Wednesday, September 21, 2011

CAMBODIA URGED TO HALT BOEUNG KAK LAKE FORCED EVICTIONS IN PHNOM PENH



Eight homes and businesses were demolished without warning last week
Eight homes and businesses were demolished without warning last week
© Nora Lindstrom

Thousands of families have lived under threat of forced eviction since 2007
Thousands of families have lived under threat of forced eviction since 2007
© Nora Lindstrom
19 September 2011
The Cambodian authorities must stop a series of heavy-handed forced evictions in Phnom Penh which have seen thousands of families lose their homes, Amnesty International said today.

About a further 90 families living around Boeung Kak Lake in the centre of the capital are at imminent risk of forced eviction as development company Shukaku Inc clears the land for construction.

Eight homes and businesses were demolished without warning in village 22 on Friday by two excavators accompanied by around 100 armed riot police and security guards.

One Boeung Kak Lake resident and activist, Suong Sophorn was beaten unconscious by police with batons and a brick after he called for other residents to join hands to stop the destruction of more houses.

"The authorities must act to ensure that no further forced evictions are carried out in the Boeung Kak Lake area and that all the remaining families are treated fairly and equally" said Donna Guest, Amnesty International’s Asia-Pacific Deputy Director.

"They must also launch an investigation into the beating of Suong Sophorn and bring those police officers responsible to justice."

Only 779 out of some 4,000 families are still living in the Boeung Kak Lake area. The others were subjected to a campaign of threats and intimidation to accept inadequate compensation or resettlement to a site 20km away from their work and livelihoods.

On 11 August, the prime minister authorized 12.44 hectares of land within the Boeung Kak Lake development area to be handed over to the remaining 779 families for onsite housing in plots with legal ownership.

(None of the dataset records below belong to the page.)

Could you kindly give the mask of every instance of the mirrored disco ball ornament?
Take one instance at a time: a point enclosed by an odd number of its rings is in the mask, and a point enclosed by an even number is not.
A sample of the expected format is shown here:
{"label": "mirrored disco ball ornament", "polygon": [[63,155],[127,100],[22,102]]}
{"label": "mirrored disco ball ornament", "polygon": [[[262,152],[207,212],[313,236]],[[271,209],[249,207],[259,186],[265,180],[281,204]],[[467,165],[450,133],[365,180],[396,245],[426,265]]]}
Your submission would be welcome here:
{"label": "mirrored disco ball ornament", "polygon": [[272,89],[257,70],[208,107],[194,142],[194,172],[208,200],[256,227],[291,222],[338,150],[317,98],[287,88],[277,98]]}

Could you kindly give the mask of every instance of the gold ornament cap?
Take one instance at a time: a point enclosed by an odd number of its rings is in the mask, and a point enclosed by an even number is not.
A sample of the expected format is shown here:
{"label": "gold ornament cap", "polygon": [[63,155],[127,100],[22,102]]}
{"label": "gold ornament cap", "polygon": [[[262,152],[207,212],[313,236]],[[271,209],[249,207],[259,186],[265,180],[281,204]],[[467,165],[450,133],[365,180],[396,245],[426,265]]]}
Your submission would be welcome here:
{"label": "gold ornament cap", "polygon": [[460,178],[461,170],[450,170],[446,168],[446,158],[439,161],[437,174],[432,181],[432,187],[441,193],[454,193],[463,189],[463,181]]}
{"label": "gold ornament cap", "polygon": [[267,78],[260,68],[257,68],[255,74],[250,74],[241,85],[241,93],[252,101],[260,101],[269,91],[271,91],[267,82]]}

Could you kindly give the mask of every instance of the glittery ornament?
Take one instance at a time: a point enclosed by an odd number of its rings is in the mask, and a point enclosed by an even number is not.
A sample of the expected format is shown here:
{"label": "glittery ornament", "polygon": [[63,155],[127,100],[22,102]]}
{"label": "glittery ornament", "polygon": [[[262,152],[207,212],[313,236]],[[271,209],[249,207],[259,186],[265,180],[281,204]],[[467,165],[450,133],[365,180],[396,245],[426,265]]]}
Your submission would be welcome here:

However, the Municipality of Phnom Penh (MPP) has excluded 96 families in villages which it claims do not live within the 12.44 hectares.

The families whose homes and businesses were destroyed on 16 September are among these 96 excluded households.

Families have lived under threat of forced eviction since February 2007 when the MPP granted a 99-year lease for the land to Shukaku Inc.